Technical •January 15, 2023• 5 Min. Read

TextBlob: Most widely used library for NLP

TextBlob is an open-source Python library for processing textual unstructured data. It provides an API for the tasks such as Noun phrase extraction, Part-of-speech tagging, Sentiment analysis, Classification, Tokenization, etc.

Using Textblob for NLP

Most of the data generated in today’s times are unstructured. The wide variety of textual data available is a valuable source of information in various industries. In decoding this vast information, Natural Language Processing (NLP) plays an important role, which combines linguistics, computer science, and artificial intelligence.

The most popular python library for Natural Language Processing is NLTK. However, it is extensive and complicated to understand and apply.The simpler option is TextBlob, which is a more useful option for implementing NLTK’s functionality. It is an open-source Python library for processing textual unstructured data. It provides an API for the tasks such as Noun phrase extraction, Part-of-speech tagging, Sentiment analysis, Classification, Tokenization, etc.

To get started, you need to install the TextBlob as follows:

$ pip install -U textblob
$ python -m textblob.download_corpora

This command installs the TextBlob and downloads the necessary NLTK files.

Creating a TextBlob object

Perform thee import task:
from textblob import TextBlob

To create a TextBlob object:
Twit1 = TextBlob(“I really like this product!).”

Sentiment Analysis with TextBlob

Textblob offers a sentiment property which is tuple of the form Sentiment with attributes polarity and subjectivity. The polarity score is a float number within the range [-1.0, 1.0]. The subjectivity is a float number within the range [0.0, 1.0] where 0.0 is very objective and 1.0 is very subjective.

Example:
testimonial = TextBlob(“This product was very useful, great value for money”)

testimonial.sentiment
Sentiment(polarity=0.39166666666666666, subjectivity=0.4357142857142857)

testimonial.sentiment.polarity
0.39166666666666666

Tokenization

Tokenization refers to the task of breaking a TextBlob object into words or sentences.

For Example:
zen = TextBlob(“Beautiful is better than ugly. ”
“Explicit is better than implicit. ”
“Simple is better than complex.”)
zen.words
WordList([‘Beautiful’, ‘is’, ‘better’, ‘than’, ‘ugly’, ‘Explicit’, ‘is’, ‘better’, ‘than’, ‘implicit’, ‘Simple’, ‘is’, ‘better’, ‘than’, ‘complex’])

zen.sentences
[Sentence(“Beautiful is better than ugly.”), Sentence(“Explicit is better than implicit.”), Sentence(“Simple is better than complex.”)]

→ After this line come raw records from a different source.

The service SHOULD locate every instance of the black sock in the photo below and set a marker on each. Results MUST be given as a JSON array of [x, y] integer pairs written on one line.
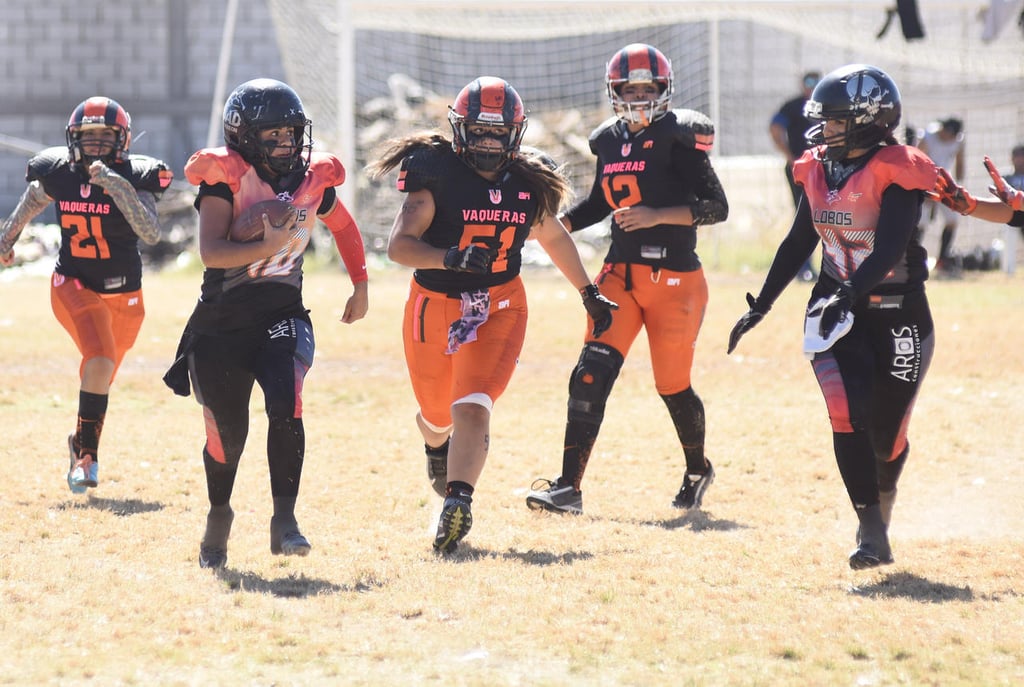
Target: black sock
[[91, 412], [686, 411], [437, 452], [219, 479], [580, 438], [461, 489]]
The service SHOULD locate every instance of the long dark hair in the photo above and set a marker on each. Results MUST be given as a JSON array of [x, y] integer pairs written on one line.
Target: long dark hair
[[549, 186]]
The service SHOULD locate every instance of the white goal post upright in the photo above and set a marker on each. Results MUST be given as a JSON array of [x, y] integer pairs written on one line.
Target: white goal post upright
[[369, 70]]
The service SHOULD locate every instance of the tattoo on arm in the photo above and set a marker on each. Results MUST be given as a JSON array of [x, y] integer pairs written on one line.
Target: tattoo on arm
[[411, 206], [33, 202], [138, 207]]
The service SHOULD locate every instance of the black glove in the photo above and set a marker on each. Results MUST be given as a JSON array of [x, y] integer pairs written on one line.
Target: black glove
[[473, 258], [837, 308], [748, 321], [598, 307]]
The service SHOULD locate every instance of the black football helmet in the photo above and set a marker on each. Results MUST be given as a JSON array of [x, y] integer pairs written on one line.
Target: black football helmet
[[98, 112], [267, 103], [864, 97], [639, 62], [486, 101]]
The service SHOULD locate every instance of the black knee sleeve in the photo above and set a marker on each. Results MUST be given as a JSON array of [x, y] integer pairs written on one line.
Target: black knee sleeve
[[591, 382], [889, 471], [686, 411]]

The Sentence objects have the similar properties as TextBlobs objects.

For Example:
for sentence in zen.sentences:
print(sentence.sentiment)

Words Inflection and Lemmatization

Each word in TextBlob.words or Sentence.words is a Word object (a subclass of unicode) with methods for word inflection.

For example :
sentence = TextBlob(‘Use 4 spaces per indentation level.’)
sentence.words
WordList([‘Use’, ‘4’, ‘spaces’, ‘per’, ‘indentation’, ‘level’])
sentence.words[2].singularize()
‘space’
sentence.words[-1].pluralize()
‘levels’

Words can be lemmatized by calling the lemmatize method as follows:

from textblob import Word
w = Word(“octopi”)
w.lemmatize()
‘octopus’
w = Word(“went”)
w.lemmatize(“v”) # Pass in WordNet part of speech (verb)
‘go’

Spelling Correction

You can apply the spelling correction with the correct() method.
b = TextBlob(“What a dey!”)
print(b.correct())
What a day!

Word objects can use a spellcheck() and Word.spellcheck() methods that returns a list of (word, confidence) tuples with added suggestions of spellings.

from textblob import Word
w = Word(‘falibility’)
w.spellcheck()
[(‘fallibility’, 1.0)]

Spelling corrections with this method are usually 70{4f8b3ed9fef9ea84dcab9ecab3909d1faac4098bcd4a30a2275db8b2fbfea39e} accurate.

You can also perform tasks such as Parsing n-grams, adding new models or languages through extensions, WordNet integration etc.